Measure the gated rail after shutdown; any persistent voltage indicates leakage, floating charge, or back-power feeding. Then isolate interfaces: set related GPIOs to high-impedance before gating, disconnect I²C/SPI/UART lines, and observe current and rail voltage steps. If the rail collapses only after disconnecting a signal line, an I/O clamp path is feeding the domain. Correct by sequencing (Hi-Z first), adding series resistance/isolation, and enabling active discharge where appropriate.

Map to H2-6: back-powering criteria + “rail must reach ~0 V” proof chain.
8Is active discharge necessary on load switches, and what breaks if discharge is missing?

Active discharge is helpful when an off rail must quickly return to 0 V to prevent floating states, phantom powering, or undefined logic levels. Without discharge, a rail can stay partially charged through capacitors or leak paths, keeping downstream circuits in a gray zone. Symptoms include unexplained sleep current, intermittent wake failures, and false resets due to slow rail decay. Use discharge when clean off-state and repeatable sequencing are required, and verify the discharge path does not create new leakage in sleep.

Map to H2-6: discharge/bleed strategy + off-state cleanliness criteria.
9How to configure PG/RESET to avoid intermittent boot and reset chatter (thresholds, delays, deglitch)?

Set PG thresholds with margin against worst-case droop and temperature drift, then add hysteresis and a deglitch window to ignore brief dips during switching transients. Use a release delay so RESET is asserted until rails are stable for a defined time, not merely “above threshold.” Under brownout, RESET should hold firmly low until recovery is unambiguous, preventing half-awake oscillation. Coordinate the PMIC’s PG/RESET policy with MCU BOR so only one policy dominates recovery.
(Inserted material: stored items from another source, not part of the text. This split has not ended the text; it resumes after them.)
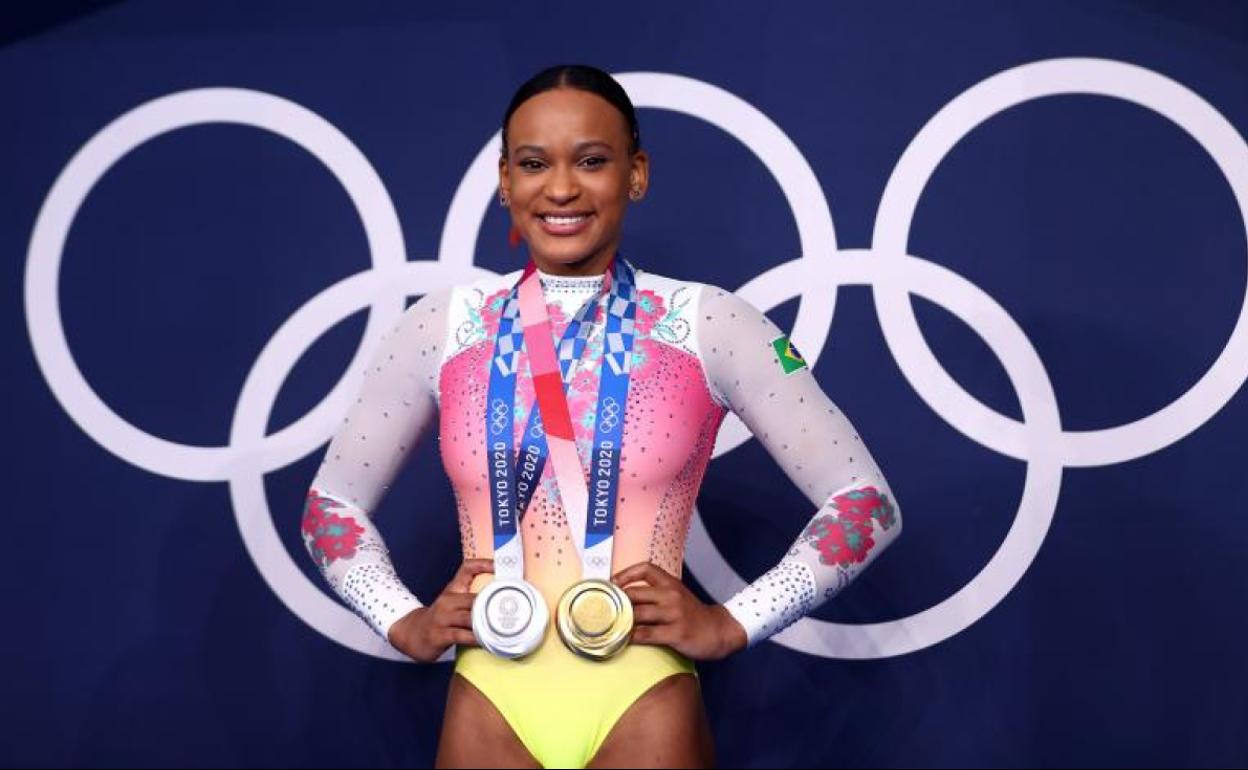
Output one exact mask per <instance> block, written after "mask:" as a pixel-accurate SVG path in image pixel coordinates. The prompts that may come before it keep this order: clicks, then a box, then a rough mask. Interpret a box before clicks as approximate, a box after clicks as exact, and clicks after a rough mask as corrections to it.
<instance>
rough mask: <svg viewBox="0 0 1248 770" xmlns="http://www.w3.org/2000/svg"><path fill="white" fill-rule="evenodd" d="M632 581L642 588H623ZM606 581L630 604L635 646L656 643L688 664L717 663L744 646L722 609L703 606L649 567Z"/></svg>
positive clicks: (632, 571) (627, 573)
mask: <svg viewBox="0 0 1248 770" xmlns="http://www.w3.org/2000/svg"><path fill="white" fill-rule="evenodd" d="M638 580H640V582H644V583H645V585H629V584H630V583H636V582H638ZM612 582H613V583H615V584H617V585H620V587H623V588H624V593H625V594H628V598H629V599H631V600H633V619H634V624H635V625H634V629H633V641H634V643H636V644H661V645H666V646H670V648H671V649H674V650H676V651H678V653H680V654H683V655H685V656H686V658H690V659H693V660H718V659H720V658H726V656H728V655H731V654H733V653H735V651H738V650H740V649H744V648H745V646H746V644H748V643H749V638H748V636H746V634H745V629H744V628H741V624H740V623H738V621H736V620H735V619H734V618H733V615H731V614H729V612H728V609H725V608H724V605H723V604H703V603H701V600H699V599H698V597H695V595H693V593H691V592H690V590H689V589H688V588H685V584H684V583H681V582H680V580H678V579H676V578H674V577H671V575H669V574H668V573H666V572H664V570H663V569H661V568H659V567H655V565H654V564H650V563H649V562H640V563H638V564H634V565H631V567H629V568H626V569H624V570H622V572H619V573H617V574H615V577H613V578H612Z"/></svg>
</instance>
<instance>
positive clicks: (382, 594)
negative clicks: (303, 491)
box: [301, 291, 451, 639]
mask: <svg viewBox="0 0 1248 770" xmlns="http://www.w3.org/2000/svg"><path fill="white" fill-rule="evenodd" d="M449 295H451V292H449V291H443V292H436V293H432V295H427V296H426V297H423V298H421V300H419V301H418V302H416V303H414V305H412V306H411V307H409V308H407V311H406V312H404V313H403V316H402V318H401V319H399V322H398V323H397V324H396V326H394V327H393V328H392V329H391V331H388V332H387V333H386V336H384V337H382V342H381V344H379V346H378V348H377V351H376V352H374V353H373V356H372V358H371V361H369V363H368V368H367V369H366V372H364V379H363V386H362V387H361V391H359V394H358V398H357V399H356V403H353V404H352V407H351V409H349V412H348V413H347V416H346V417H344V418H343V421H342V426H341V427H339V428H338V432H337V433H336V434H334V437H333V439H332V441H331V442H329V447H328V449H326V454H324V459H323V461H322V463H321V467H319V469H318V470H317V474H316V478H314V479H313V482H312V487H311V489H308V493H307V502H306V504H305V508H303V518H302V525H301V529H302V534H303V544H305V545H306V547H307V549H308V553H310V554H312V559H313V560H314V562H316V563H317V567H319V568H321V574H323V575H324V578H326V580H327V582H328V583H329V585H331V588H333V590H334V593H337V594H338V595H339V597H341V598H342V599H343V602H346V603H347V604H348V605H349V607H351V608H352V609H353V610H354V612H356V613H357V614H359V615H361V616H362V618H363V619H364V620H367V621H368V624H369V625H371V626H372V628H373V630H376V631H377V633H378V634H379V635H381V636H382V638H383V639H384V638H386V634H387V631H388V630H389V626H391V624H393V623H394V621H396V620H398V619H399V618H402V616H403V615H406V614H407V613H409V612H411V610H413V609H416V608H418V607H422V604H421V602H419V600H418V599H417V598H416V595H413V594H412V592H409V590H408V589H407V587H404V585H403V583H402V582H401V580H399V578H398V575H397V574H396V572H394V567H393V564H392V563H391V559H389V553H388V552H387V549H386V542H384V540H383V539H382V535H381V532H378V530H377V527H376V525H374V524H373V520H372V513H373V510H376V508H377V505H378V504H379V503H381V500H382V498H383V497H384V495H386V492H387V490H388V489H389V487H391V482H392V480H393V479H394V475H396V474H397V473H398V472H399V469H401V468H402V467H403V464H404V461H406V459H407V457H408V454H409V453H411V452H412V448H413V447H414V446H416V444H417V442H419V441H421V438H422V436H424V433H426V432H427V431H428V429H429V428H431V427H434V424H436V421H437V399H436V396H437V388H438V369H439V366H441V362H442V353H443V351H442V347H443V346H444V344H446V334H447V311H448V308H449V300H451V296H449Z"/></svg>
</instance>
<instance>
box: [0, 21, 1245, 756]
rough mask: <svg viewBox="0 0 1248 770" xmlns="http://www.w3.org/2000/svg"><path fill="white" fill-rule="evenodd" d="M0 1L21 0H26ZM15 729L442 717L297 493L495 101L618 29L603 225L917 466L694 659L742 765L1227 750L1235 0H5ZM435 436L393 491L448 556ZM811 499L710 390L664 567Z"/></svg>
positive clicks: (726, 558)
Map to H2-7: timing rules + brownout behavior policy.
10Why do nA/µA measurements go wrong, and how to measure sleep current correctly?
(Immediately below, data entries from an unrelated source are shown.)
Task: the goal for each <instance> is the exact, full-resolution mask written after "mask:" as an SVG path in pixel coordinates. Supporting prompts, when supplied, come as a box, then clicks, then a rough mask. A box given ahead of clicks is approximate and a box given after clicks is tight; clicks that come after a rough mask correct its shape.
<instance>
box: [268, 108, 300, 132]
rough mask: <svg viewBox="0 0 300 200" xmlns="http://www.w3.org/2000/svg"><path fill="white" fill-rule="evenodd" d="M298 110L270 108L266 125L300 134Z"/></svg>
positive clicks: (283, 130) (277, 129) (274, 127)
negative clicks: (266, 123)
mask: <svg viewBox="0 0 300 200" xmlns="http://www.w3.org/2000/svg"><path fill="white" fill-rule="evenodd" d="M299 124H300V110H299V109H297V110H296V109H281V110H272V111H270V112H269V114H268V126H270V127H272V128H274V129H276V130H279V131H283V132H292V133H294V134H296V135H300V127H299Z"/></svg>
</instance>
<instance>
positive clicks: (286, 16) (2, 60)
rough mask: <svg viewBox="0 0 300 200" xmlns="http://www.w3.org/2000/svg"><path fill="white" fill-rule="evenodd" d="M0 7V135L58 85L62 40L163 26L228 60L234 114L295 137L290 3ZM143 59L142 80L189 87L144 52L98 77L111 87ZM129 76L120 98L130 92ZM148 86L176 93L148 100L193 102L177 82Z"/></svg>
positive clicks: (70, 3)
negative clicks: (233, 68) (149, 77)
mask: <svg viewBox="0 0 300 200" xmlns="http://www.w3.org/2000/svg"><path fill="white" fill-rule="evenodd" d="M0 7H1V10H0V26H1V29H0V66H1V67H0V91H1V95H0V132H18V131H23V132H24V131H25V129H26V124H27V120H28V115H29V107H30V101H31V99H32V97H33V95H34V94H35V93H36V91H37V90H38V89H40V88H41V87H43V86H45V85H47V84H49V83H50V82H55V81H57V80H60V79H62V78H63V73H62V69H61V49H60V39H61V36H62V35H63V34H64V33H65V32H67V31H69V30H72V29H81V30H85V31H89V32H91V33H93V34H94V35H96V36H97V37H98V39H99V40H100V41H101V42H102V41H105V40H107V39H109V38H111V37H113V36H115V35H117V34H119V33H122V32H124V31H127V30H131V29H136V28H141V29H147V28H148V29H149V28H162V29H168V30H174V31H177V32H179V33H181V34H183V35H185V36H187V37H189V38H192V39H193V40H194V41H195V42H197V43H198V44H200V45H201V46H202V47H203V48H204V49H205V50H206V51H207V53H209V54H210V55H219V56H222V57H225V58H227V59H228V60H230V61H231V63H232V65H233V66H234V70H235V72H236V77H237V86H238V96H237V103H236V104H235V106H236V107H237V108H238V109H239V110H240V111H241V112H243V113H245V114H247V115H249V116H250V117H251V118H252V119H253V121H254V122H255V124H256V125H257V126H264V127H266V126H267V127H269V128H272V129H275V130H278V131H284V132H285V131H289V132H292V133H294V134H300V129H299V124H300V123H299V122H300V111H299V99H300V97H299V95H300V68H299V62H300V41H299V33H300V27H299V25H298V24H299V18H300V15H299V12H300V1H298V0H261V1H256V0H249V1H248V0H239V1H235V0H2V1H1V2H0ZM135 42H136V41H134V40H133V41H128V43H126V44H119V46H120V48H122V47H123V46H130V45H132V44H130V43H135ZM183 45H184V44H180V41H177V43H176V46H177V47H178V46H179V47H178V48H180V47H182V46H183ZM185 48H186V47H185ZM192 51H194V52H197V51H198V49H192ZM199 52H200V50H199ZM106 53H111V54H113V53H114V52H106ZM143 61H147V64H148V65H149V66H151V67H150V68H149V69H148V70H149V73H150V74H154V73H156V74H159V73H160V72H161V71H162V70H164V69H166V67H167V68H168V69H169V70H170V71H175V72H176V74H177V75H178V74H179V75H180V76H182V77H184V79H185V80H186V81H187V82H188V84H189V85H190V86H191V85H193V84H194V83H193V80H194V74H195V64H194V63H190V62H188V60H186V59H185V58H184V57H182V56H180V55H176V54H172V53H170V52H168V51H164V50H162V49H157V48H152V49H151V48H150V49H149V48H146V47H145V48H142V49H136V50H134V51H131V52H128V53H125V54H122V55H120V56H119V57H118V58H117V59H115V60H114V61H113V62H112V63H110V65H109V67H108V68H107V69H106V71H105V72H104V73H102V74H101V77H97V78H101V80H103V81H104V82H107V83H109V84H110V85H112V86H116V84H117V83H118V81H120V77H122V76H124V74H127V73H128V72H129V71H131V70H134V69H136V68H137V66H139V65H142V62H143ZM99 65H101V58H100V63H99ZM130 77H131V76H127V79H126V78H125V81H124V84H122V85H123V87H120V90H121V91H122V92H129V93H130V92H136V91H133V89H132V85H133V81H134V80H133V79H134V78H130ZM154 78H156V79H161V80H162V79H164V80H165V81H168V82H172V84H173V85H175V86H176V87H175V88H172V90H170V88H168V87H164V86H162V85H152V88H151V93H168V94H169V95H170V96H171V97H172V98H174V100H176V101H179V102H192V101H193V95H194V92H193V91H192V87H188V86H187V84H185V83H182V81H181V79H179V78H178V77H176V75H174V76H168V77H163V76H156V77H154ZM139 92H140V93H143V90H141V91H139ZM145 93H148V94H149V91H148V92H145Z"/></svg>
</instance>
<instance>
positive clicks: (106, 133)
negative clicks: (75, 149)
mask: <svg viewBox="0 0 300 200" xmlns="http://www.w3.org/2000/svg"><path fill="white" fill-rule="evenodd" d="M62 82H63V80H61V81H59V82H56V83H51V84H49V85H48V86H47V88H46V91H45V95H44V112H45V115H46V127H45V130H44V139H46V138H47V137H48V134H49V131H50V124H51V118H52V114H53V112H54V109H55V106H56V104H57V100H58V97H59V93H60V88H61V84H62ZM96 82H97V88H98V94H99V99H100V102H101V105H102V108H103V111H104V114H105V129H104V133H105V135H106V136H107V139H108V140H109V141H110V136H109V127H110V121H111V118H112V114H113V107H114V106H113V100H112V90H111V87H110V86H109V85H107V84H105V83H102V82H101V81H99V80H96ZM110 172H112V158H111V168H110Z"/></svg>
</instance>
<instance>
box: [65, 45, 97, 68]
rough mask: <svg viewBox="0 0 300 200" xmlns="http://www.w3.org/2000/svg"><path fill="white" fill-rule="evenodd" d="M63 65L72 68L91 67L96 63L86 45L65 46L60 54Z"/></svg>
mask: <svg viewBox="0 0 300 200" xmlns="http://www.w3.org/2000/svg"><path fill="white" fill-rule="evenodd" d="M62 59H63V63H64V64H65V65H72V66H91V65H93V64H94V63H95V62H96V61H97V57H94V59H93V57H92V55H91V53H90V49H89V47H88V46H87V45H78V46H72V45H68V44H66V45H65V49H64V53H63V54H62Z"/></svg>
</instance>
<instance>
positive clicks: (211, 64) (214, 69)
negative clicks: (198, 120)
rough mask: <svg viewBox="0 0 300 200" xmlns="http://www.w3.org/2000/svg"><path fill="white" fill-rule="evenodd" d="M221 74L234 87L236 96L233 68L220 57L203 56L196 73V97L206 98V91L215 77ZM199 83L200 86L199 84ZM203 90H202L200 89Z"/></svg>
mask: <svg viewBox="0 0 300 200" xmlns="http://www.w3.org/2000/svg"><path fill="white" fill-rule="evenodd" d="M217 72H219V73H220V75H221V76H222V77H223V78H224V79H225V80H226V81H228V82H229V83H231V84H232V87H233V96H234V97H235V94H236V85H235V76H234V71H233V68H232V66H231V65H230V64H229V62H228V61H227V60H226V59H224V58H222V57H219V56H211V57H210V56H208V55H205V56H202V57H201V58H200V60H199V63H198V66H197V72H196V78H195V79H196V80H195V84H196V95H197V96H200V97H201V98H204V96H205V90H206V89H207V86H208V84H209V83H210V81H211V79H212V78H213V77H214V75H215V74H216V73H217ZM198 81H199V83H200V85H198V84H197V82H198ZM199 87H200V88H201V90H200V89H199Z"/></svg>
Many DMM ranges add burden voltage, which can shift regulator modes or prevent true sleep. Burst currents can also alias into misleading averages if sampling is slow. A robust method is to first guarantee a repeatable sleep state, then measure with a low-burden setup (SMU or appropriate meter range) and capture burst behavior separately using a shunt plus scope/current probe. Segment the test: gate domains one at a time and record delta steps to separate true contributors from measurement artifacts.

Map to H2-8: instrumentation traps + step-by-step measurement workflow.
11Sleep current is too high: what is the fastest debug order (causes → proofs → fixes)?

Start by proving repeatable sleep entry (stable plateau), then prove “off rail = 0 V” for every gated domain. Next, remove the most common accidental loads (dividers, pull-ups, LEDs) and use delta steps to quantify each change. After that, verify the PMIC truly entered the intended low-power mode and check light-load behavior for excessive switching overhead. This evidence-first order prevents chasing noise and quickly separates software state issues, back-power paths, and genuine PMIC-mode problems.

Map to H2-9: debug flow + Symptom→Test→Evidence→Fix table.
12Which PMIC specs decide success: how to screen quickly without drowning in datasheets?

Prioritize (1) IQ by mode under real rail-enable conditions, (2) the µA–mA efficiency curve and mode-transition behavior, (3) low-load regulation/ripple, (4) load-switch leakage plus discharge options that guarantee off rails reach 0 V, and (5) PG/RESET accuracy, hysteresis, deglitch, and brownout policy. Then check soft-start/inrush and UVLO hysteresis to avoid oscillation on weak sources. Each of these specs maps directly to field outcomes: sleep budget, wake reliability, and clean gating.

Map to H2-10: “spec → field consequence → quick evidence” funnel.